ご領主の諏名姫さま御自ら、こんなあばら家にご来臨賜るなんてね!」
 おみつは冗談ぽく笑った。



 土雲衆を倒して城主におさまった菜をに、瘤瀬衆は主従の礼をもって応じた。ところが諏名姫は寂しそうな顔をすると、甘えるように呟いたのだ。
『じい様とシミ婆からお赦しが出たの、”菜を”って名乗っていいって。
だから……皆の前では『菜を』でいさせて?』

 それがどれだけ瘤瀬衆の心に光を宿したかは、菜を自身は知らない。

 身分を得たことで菜をは変ってしまうだろう、己も菜をに対する見方が変ってしまうだろうと。皆、やり場のない思いを抱いていたのだ。

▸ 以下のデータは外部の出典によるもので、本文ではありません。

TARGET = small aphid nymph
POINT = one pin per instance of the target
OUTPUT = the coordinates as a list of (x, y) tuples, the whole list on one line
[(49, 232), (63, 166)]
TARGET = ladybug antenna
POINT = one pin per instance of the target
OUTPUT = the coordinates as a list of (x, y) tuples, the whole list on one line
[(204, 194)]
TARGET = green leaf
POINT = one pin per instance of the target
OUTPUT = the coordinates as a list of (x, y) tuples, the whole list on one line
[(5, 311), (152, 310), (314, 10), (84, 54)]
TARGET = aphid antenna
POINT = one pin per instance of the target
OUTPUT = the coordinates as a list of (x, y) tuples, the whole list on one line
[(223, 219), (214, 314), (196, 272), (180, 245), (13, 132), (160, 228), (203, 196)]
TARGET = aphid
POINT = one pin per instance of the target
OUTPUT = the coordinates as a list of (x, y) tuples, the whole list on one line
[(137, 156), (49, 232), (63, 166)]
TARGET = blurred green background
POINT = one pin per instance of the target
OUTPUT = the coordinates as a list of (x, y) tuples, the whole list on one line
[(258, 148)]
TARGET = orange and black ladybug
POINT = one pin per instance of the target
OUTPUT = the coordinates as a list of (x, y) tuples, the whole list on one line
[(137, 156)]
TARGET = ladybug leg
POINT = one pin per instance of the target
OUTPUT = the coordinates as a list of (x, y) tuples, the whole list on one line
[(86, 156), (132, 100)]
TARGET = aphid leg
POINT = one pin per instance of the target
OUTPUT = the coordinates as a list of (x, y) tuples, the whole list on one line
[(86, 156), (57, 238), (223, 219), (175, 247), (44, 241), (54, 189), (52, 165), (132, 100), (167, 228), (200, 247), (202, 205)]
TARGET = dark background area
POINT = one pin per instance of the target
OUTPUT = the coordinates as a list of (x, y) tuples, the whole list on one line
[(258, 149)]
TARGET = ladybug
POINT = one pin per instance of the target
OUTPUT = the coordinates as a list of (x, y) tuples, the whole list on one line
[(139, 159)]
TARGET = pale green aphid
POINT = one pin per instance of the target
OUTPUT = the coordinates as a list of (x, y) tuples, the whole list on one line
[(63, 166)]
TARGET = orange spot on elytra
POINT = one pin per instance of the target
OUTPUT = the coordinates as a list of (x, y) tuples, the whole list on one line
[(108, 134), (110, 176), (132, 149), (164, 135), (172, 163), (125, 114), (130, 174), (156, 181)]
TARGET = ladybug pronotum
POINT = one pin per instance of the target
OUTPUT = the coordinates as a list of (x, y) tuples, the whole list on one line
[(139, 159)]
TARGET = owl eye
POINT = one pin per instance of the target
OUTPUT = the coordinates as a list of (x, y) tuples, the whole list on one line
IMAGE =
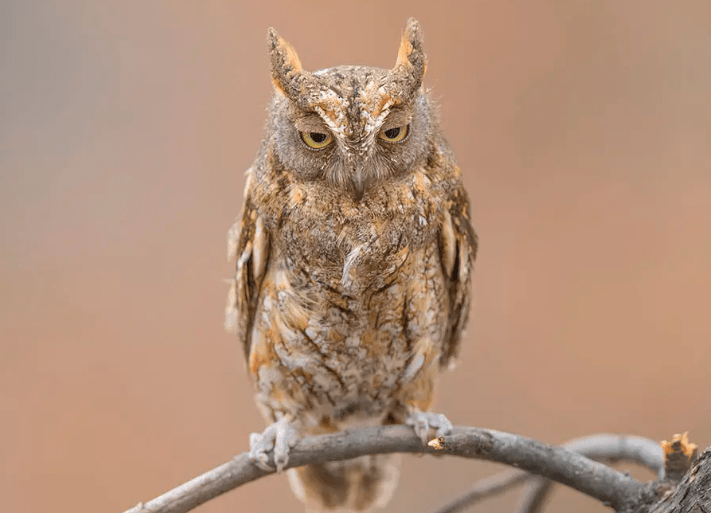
[(316, 140), (396, 134)]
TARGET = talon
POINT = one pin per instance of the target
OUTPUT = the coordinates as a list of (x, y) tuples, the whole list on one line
[(423, 422), (280, 437)]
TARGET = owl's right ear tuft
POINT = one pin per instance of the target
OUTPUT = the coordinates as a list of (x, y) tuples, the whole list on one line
[(285, 63)]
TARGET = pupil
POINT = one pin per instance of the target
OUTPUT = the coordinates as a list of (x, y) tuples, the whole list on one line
[(392, 133)]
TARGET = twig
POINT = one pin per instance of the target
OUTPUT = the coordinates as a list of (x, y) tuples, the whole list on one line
[(597, 447), (557, 463), (609, 448)]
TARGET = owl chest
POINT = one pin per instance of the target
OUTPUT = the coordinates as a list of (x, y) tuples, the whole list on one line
[(345, 344)]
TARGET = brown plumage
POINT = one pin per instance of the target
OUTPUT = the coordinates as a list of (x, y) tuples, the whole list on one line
[(354, 256)]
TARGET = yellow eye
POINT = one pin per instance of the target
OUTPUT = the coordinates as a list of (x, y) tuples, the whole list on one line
[(396, 134), (316, 140)]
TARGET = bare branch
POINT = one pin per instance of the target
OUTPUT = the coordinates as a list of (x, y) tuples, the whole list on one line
[(597, 447), (608, 448), (557, 463)]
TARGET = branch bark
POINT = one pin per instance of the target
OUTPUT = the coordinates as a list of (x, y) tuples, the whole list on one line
[(603, 447), (557, 463), (608, 448)]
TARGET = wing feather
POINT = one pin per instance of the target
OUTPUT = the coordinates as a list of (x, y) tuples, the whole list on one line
[(458, 246), (248, 242)]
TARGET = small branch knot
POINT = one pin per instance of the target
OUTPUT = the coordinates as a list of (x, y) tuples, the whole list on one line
[(679, 454)]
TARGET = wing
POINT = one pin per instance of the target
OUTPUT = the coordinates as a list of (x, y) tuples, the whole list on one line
[(248, 241), (458, 245)]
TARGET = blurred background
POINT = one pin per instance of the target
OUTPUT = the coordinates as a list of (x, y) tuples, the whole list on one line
[(583, 129)]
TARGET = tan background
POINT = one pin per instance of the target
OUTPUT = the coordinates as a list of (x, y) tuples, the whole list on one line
[(584, 132)]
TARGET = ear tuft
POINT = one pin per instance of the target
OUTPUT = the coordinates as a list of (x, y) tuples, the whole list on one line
[(285, 62), (411, 52)]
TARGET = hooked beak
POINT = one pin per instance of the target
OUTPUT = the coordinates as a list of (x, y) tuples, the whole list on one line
[(358, 184)]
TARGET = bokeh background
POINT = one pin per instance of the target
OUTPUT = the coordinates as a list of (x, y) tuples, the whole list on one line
[(583, 129)]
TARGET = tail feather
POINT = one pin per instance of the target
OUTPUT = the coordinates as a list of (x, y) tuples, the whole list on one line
[(356, 485)]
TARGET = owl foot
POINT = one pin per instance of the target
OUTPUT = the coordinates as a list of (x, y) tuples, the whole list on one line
[(424, 422), (280, 436)]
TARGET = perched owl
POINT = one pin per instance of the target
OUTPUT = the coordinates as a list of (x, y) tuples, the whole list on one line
[(354, 255)]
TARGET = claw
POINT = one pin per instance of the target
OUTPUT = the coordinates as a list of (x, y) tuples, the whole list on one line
[(280, 437), (423, 422)]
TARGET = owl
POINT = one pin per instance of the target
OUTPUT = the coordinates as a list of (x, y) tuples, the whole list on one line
[(354, 255)]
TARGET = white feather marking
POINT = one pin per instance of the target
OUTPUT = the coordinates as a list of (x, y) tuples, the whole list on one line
[(414, 366), (348, 266), (232, 240), (449, 244), (231, 309), (260, 248)]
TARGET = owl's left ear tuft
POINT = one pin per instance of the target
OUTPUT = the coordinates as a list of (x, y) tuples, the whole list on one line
[(411, 62), (411, 52), (285, 63)]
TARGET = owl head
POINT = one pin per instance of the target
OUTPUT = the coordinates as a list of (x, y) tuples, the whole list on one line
[(351, 126)]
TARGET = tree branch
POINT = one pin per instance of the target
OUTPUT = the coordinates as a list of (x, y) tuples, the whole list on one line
[(609, 448), (602, 447), (557, 463)]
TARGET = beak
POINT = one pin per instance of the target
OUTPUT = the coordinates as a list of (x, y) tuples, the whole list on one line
[(359, 184)]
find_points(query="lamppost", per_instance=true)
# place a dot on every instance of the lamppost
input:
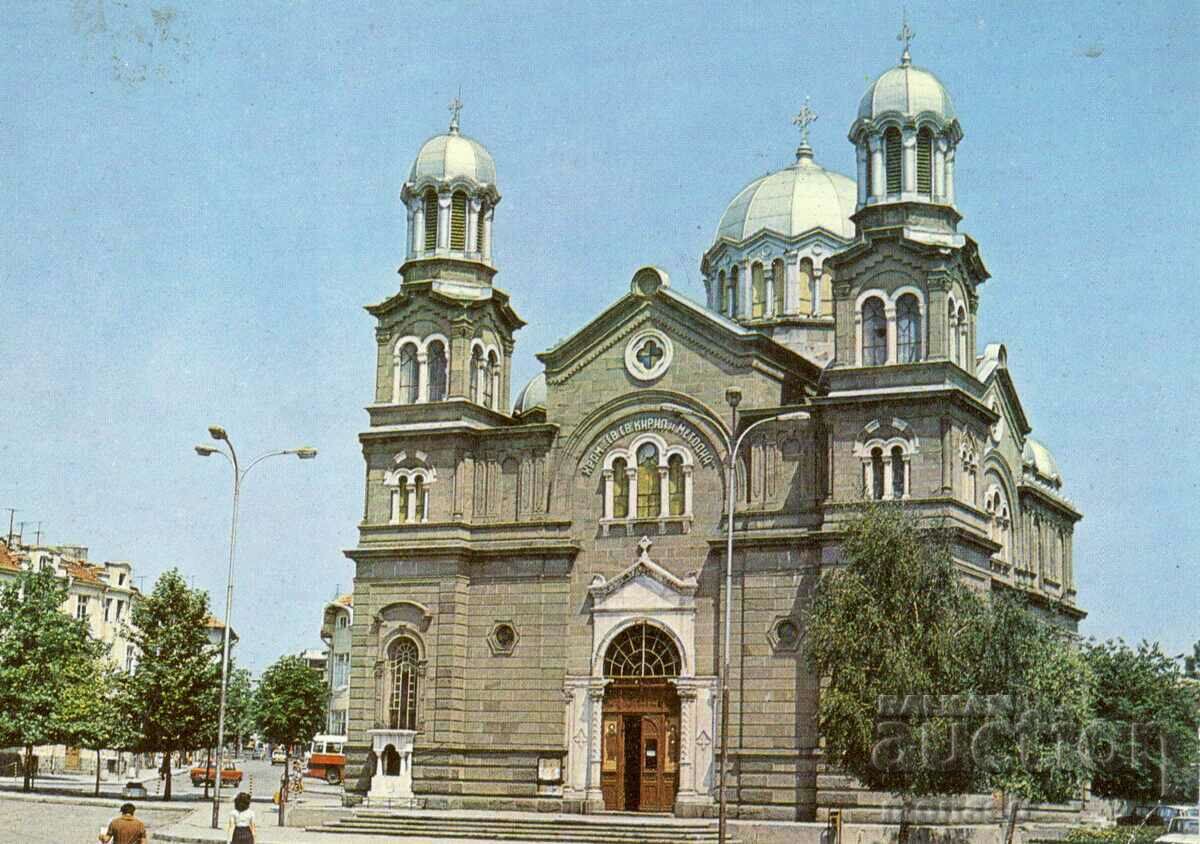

 菜をは己の言葉とおり、確かに城主として在るときの菜をは『諏名姫』であった。そして瘤瀬の里では皆が心配する程、相変わらず破天候な『菜を』であった。

 そんな訳でおみつに菜をは姉として甘え、彼女も諏名姫に妹として遇し、遠慮しなかった。




「姉者のおかげで、草太兄者を呼び戻せるのよ!」
 諏名姫は嬉しそうであった。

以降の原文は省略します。